UTF encoding prince: warning: no glyphs for character U+5143

stevenbristol
I am getting:

prince: warning: no glyphs for character U+5143, fallback to '?'
prince: warning: no glyphs for character U+5143, fallback to '?'
prince: warning: no glyphs for character U+30DC, fallback to '?'
prince: warning: no glyphs for character U+0634, fallback to '?'

when I run:

cat i.html | prince --input=xml - -o i.pdf -v --debug

on the following file data:

<?xml version="1.0" encoding="UTF-8"?>
<!DOCTYPE html PUBLIC "-//W3C//DTD XHTML 1.0 Strict//EN" "THIS_SHOULD_BE_PROPER_BUT_THE_FORUM_WONT_LET_ME_SUBMIT_A_LINK">
<html xmlns="THIS_SHOULD_BE_PROPER_BUT_THE_FORUM_WONT_LET_ME_SUBMIT_A_LINK">
<head>
<meta http-equiv="Content-Type" content="text/xhtml; charset=UTF-8" />
</head>
<body>
<p>
<strong>line</strong>

<strong>1.0 x 元 1.00 = 元 1.00</strong>
</p>
<p> ボش
</p>
</body>
</html>



Can someone please help me figure out what to do to fix this?
stevenbristol
Here is the proper html for the file:

<?xml version="1.0" encoding="UTF-8"?>
<!DOCTYPE html PUBLIC "-//W3C//DTD XHTML 1.0 Strict//EN" "http://www.w3.org/TR/xhtml1/DTD/xhtml1-strict.dtd">
<html xmlns="http://www.w3.org/1999/xhtml">
mikeday
Add a Chinese font to the font-family property. For example, on Linux you might try this:
body { font-family: AR PL KaitiM GB }

On Windows the standard Chinese font is usually MingLiU, but Prince has issues loading this font at the moment unless you reference it explicitly by filename, like this for example:
@font-face {
    font-family: MyMingLiU;
    src: url("\\Windows\\Fonts\\mingliu.ttf")
}

body { font-family: MyMingLiU }
stevenbristol
Thanks for the response Mike.

This is a very slimmed down page. The real page is dynamic and I won't have any idea what font the data should be using. How can I handle that situation?
mikeday
You can specify multiple fonts in the font-family property, eg.
font-family: Times New Roman, AR PL KaitiM GB }

Prince will try each one in turn, which allows text in different scripts to be intermixed.

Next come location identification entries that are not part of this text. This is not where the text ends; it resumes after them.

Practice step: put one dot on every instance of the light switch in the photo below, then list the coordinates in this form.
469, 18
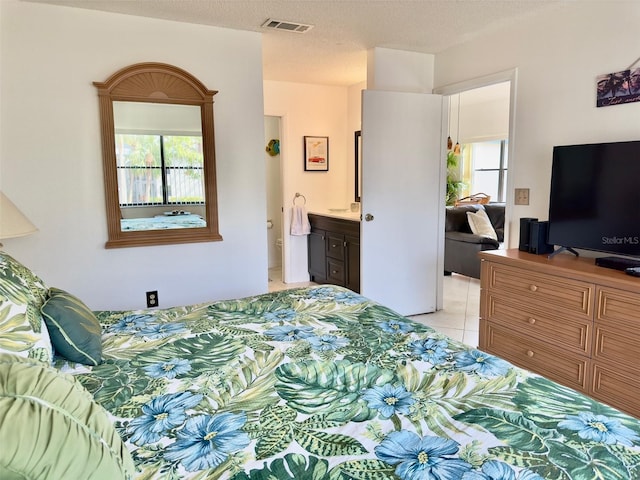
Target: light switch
522, 196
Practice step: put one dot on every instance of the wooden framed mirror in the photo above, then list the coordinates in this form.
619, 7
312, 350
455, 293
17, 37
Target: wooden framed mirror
158, 151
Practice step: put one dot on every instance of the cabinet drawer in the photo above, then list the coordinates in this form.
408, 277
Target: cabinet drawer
555, 363
335, 272
618, 384
547, 291
335, 246
564, 332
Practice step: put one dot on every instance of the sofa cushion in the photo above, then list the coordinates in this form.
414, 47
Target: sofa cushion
74, 329
50, 427
456, 218
481, 225
22, 329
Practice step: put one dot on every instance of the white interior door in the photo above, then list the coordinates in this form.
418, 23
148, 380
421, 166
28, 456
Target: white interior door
403, 180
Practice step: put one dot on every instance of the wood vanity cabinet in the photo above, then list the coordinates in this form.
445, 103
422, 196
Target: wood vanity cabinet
334, 251
566, 319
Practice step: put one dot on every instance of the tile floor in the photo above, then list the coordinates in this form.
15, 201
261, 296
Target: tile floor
459, 318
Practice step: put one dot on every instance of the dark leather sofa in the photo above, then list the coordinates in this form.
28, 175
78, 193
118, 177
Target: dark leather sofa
461, 246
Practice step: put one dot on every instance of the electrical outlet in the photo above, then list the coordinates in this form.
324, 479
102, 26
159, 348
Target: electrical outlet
152, 299
522, 196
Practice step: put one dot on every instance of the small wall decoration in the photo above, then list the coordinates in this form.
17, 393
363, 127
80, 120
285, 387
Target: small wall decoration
316, 154
618, 88
273, 147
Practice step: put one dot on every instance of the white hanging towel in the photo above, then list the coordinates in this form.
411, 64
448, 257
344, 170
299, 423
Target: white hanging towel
299, 221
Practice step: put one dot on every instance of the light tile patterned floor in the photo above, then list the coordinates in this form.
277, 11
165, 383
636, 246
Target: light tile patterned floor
459, 319
460, 316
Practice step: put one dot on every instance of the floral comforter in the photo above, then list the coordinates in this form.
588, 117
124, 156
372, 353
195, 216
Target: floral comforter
323, 384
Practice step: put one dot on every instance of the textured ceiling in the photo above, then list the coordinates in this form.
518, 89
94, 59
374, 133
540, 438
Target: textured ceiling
334, 51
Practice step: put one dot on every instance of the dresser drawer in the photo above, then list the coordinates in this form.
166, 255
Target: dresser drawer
565, 332
335, 246
617, 328
568, 368
618, 384
549, 292
335, 271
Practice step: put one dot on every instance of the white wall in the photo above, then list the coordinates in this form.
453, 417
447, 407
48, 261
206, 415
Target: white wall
51, 163
311, 110
558, 55
274, 193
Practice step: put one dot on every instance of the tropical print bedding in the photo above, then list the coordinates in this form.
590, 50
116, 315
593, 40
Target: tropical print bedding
323, 384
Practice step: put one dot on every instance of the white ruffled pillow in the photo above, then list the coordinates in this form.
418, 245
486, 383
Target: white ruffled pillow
481, 225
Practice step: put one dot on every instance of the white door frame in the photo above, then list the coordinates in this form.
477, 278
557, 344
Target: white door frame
479, 82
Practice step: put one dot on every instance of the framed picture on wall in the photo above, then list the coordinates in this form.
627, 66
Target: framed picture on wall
316, 154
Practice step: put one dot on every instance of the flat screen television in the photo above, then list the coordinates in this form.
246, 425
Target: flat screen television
595, 198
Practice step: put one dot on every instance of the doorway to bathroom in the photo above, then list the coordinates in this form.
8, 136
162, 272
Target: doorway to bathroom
273, 175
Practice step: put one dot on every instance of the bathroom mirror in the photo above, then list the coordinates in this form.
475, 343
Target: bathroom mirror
158, 154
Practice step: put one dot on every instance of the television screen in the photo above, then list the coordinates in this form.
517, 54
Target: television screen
595, 197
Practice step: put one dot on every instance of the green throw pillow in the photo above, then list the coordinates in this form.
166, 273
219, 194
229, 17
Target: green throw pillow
51, 428
74, 330
22, 329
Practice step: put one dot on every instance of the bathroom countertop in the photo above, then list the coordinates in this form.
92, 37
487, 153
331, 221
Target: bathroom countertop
348, 215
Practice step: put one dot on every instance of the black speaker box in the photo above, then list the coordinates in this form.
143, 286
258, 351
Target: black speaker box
525, 232
538, 238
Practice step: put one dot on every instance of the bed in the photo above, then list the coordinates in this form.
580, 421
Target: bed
309, 383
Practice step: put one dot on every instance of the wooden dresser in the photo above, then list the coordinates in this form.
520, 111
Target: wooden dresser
564, 318
334, 251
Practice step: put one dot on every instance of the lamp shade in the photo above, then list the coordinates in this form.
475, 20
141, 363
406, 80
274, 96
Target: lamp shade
12, 222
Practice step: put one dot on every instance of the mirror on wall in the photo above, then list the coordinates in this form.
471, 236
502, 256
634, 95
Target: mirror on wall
159, 157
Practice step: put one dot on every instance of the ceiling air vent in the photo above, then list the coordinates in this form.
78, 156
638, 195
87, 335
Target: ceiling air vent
288, 26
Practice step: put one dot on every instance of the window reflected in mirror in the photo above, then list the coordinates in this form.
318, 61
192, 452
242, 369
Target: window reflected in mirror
160, 166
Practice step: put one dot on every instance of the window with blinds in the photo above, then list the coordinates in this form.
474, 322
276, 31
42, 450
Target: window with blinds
159, 169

Note that in the general case, you still have a problem: you really need to choose the font based on the language, as the same character can look different depending on whether you are using Simplified Chinese (Mainland), Traditional Chinese (Hong Kong, Taiwan), or Japanese.
stevenbristol
How does the web browser choose the correct font? Can Prince do the same thing?

I'm afraid that this forces me to look for a new alternative to pdf generation. I just can't think of a way to make this usable.
mikeday
The web browsers have a big list of fonts for each language and operating system which they choose from, taking into account user preferences. We might be able to add a mechanism like this to Prince, which could make life easier than choosing the fonts yourself.

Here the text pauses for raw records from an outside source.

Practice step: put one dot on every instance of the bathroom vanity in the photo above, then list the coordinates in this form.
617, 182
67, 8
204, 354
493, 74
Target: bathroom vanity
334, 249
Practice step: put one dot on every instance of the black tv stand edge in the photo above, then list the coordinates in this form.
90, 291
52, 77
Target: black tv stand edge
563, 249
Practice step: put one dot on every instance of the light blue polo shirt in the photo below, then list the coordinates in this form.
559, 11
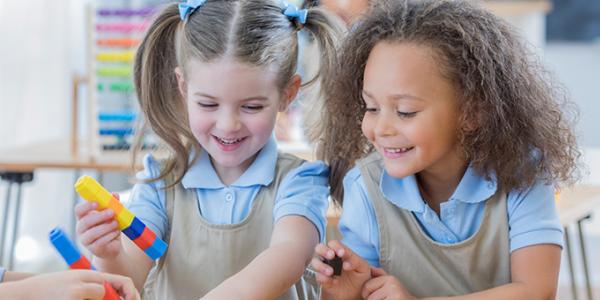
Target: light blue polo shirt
303, 192
532, 216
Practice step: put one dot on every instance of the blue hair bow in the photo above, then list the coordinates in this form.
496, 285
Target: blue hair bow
293, 13
187, 8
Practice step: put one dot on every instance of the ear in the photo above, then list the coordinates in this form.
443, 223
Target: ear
290, 92
181, 84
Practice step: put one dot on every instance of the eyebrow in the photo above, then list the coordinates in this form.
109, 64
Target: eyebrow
258, 98
398, 96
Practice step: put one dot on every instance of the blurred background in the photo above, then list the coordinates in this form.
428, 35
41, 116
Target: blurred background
67, 108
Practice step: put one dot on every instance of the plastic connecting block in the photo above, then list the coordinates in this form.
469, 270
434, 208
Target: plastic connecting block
89, 189
69, 252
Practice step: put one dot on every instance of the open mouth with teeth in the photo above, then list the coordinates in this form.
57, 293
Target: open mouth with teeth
398, 150
228, 141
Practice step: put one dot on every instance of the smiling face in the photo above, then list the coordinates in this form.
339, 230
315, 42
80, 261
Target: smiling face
232, 109
412, 111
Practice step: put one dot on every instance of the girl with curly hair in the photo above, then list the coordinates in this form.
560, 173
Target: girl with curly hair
446, 139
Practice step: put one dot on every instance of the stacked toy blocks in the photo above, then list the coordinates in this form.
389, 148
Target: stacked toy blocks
90, 190
69, 252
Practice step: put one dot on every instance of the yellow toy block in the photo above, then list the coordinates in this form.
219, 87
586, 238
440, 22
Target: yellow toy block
125, 217
89, 189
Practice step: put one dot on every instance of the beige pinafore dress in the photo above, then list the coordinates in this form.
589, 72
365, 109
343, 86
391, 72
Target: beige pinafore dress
428, 268
201, 255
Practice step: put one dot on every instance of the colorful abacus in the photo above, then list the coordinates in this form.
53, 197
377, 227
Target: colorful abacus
76, 261
90, 190
115, 31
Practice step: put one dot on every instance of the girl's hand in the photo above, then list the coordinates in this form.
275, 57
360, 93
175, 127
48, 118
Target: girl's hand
384, 286
76, 285
98, 230
355, 272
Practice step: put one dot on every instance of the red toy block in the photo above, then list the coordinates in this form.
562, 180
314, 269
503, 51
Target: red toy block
81, 264
146, 239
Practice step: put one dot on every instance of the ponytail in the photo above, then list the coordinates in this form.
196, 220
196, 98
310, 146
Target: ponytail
158, 94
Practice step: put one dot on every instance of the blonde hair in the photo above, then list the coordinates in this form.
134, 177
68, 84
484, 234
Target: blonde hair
254, 32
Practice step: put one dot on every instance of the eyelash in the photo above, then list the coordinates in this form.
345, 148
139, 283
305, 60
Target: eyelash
247, 107
403, 115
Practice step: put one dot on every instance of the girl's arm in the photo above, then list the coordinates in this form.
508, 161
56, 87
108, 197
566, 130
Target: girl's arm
277, 268
14, 276
534, 276
130, 262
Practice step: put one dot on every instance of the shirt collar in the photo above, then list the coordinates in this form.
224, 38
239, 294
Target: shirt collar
202, 174
404, 192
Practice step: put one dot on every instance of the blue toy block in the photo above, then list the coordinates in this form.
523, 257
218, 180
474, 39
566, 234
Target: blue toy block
64, 246
135, 229
157, 249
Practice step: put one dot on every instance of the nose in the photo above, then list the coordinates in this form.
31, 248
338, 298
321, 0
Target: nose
384, 125
228, 122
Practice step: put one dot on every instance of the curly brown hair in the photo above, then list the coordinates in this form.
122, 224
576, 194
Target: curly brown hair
516, 121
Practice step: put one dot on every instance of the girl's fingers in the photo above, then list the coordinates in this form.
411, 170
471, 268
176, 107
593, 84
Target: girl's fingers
371, 286
92, 234
325, 281
376, 272
94, 218
320, 267
324, 251
351, 260
124, 285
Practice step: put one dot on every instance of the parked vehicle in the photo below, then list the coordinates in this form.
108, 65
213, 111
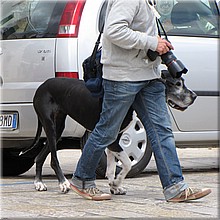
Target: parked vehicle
44, 39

Are you formatting arbitrary web pages, or are they generated by a system under your control?
stevenbristol
I'm pdf-ing a web page from my website, so I have complete control over the it.
mikeday
If you know the languages you're using, and the system that you're running on, then it shouldn't be too difficult to choose appropriate fonts to make everything work.
stevenbristol
But the point is I don't know the languages. My app allows users to input in any language they'd like and the invoice prints in that language. It works great in the browser and so should also work in the pdf. The thought of forcing users to select their font because the pdf tool isn't as smart as the browser seems like a hack and I need to find a better solution.

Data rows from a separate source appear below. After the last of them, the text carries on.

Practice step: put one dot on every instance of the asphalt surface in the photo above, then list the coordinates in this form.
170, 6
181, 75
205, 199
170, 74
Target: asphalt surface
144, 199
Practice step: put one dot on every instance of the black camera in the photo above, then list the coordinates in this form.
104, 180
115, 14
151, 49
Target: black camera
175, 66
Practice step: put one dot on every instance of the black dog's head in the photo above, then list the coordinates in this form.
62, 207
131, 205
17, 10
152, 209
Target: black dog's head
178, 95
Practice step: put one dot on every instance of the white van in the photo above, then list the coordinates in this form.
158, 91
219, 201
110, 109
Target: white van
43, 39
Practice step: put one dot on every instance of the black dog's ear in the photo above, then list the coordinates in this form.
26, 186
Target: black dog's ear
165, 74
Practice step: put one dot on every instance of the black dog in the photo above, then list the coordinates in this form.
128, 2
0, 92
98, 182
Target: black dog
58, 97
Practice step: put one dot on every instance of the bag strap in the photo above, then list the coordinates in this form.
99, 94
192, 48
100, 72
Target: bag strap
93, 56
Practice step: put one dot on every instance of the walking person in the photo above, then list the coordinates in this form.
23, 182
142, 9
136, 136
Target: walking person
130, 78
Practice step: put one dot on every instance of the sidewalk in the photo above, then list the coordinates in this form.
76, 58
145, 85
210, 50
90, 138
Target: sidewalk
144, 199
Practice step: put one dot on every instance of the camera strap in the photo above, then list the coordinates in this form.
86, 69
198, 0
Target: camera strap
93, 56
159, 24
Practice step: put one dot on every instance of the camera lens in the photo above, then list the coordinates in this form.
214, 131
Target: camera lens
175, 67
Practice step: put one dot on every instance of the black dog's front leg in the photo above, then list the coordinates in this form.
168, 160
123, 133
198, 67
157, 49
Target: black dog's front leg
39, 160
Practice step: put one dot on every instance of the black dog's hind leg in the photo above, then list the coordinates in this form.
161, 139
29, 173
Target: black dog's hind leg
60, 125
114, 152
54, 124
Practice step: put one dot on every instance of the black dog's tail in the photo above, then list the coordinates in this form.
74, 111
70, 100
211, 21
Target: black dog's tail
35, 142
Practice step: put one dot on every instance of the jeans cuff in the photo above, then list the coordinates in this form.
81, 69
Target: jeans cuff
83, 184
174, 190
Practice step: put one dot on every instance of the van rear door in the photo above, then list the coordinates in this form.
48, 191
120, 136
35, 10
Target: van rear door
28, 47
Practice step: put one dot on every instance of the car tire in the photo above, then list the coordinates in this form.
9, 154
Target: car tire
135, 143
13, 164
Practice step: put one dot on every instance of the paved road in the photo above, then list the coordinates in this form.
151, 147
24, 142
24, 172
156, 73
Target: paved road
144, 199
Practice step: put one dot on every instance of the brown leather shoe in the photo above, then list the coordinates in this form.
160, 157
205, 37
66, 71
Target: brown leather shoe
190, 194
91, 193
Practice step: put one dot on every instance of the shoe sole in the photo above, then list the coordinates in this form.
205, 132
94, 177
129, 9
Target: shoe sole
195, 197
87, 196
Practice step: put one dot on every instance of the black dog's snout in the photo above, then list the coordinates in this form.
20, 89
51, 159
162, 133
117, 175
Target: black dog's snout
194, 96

I wonder if I can ask the browser what the default font is and pass that to the pdf?
mikeday
There is no single default font, but rather a list of fonts. Times New Roman is a standard default, which covers languages using the Latin, Greek, Cyrillic, Arabic and Hebrew scripts. Add three more fonts for Chinese, Japanese and Korean and you will be supporting a sizable subset of the world's languages. (Prince does not yet support Hindi, other Indic scripts or Thai, but these are on the roadmap).
subimage
Mike - I'm getting the same thing on my princeXML installation with the Chinese Yuan character, and some others.

What's the full list of font-families I should be importing so I'm covered for the largest amount of languages possible?
mikeday
Which operating system are you running on? For Linux, "AR PL KaitiM GB" is a nice simplified Chinese font, while "MingLiU" is the standard on Windows, although unfortunately at the moment it must be referenced via a @font-face rule due to limitations handling TrueType Collection fonts. Beyond Chinese, there are dozens of different fonts for dozens of different scripts.